The Opel-Rennbahn 'Opel Racetrack' is a former race track built by the Adam Opel AG in 1919. It was located in a forest about two kilometers south of Rüsselsheim am Main at the Schönauer Hof and was Germany's first purpose build racing track. The site is owned by the City of Mainz, which now operates a waterworks there.

== Use from 1919 to 1946 ==
Due to its design as an oval track racing circuit with a track width of twelve meters and its high, steep curves, it was considered one of the fastest racetracks in Europe in the 1920s. Average speeds of up to 140 km / h were possible. The Opel racetrack was used for public bicycle, motorcycle and car racing, and attracted up to 50,000 visitors at peak times. Among others, Jimmie Simpson, Guido Mentasti and Hermann Lang started their careers here. It was also the test track of Adam Opel AG, which often tested new developments here, including the rocket car Opel RAK.1. Due to the technical development in Motorsport as well as the opening of the AVUS, Nürburgring and the Hockenheimring, however, fewer and fewer racing events were held on the racetrack from 1930 onwards.
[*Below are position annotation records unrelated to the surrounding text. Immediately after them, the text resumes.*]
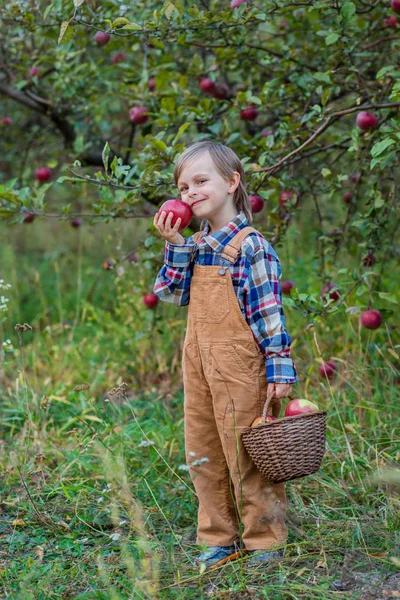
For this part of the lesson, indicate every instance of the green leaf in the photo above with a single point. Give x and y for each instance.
(181, 130)
(66, 32)
(120, 21)
(379, 147)
(389, 297)
(132, 27)
(347, 11)
(332, 38)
After the end of World War II the site was temporarily used by the US Army.

== State since 1946 ==
Since 1946, the use of the Opel racetrack has been completely abandoned, but the facility was not demolished. In 1949 the lease with the city of Mainz expired. As a result, holes were made in the slope in order to plant trees there. In the 1960s, part of the home straight was demolished in order to facilitate the new construction of the L3012 state road. The slope is partly overgrown today, but it is still easy to see; in particular the steep wall curves are almost completely preserved. More recently, the historic complex has been integrated into the Rhein-Main Regional Park as an industrial heritage site. A small, accessible platform with information boards has been protruding into the north curve since 2013.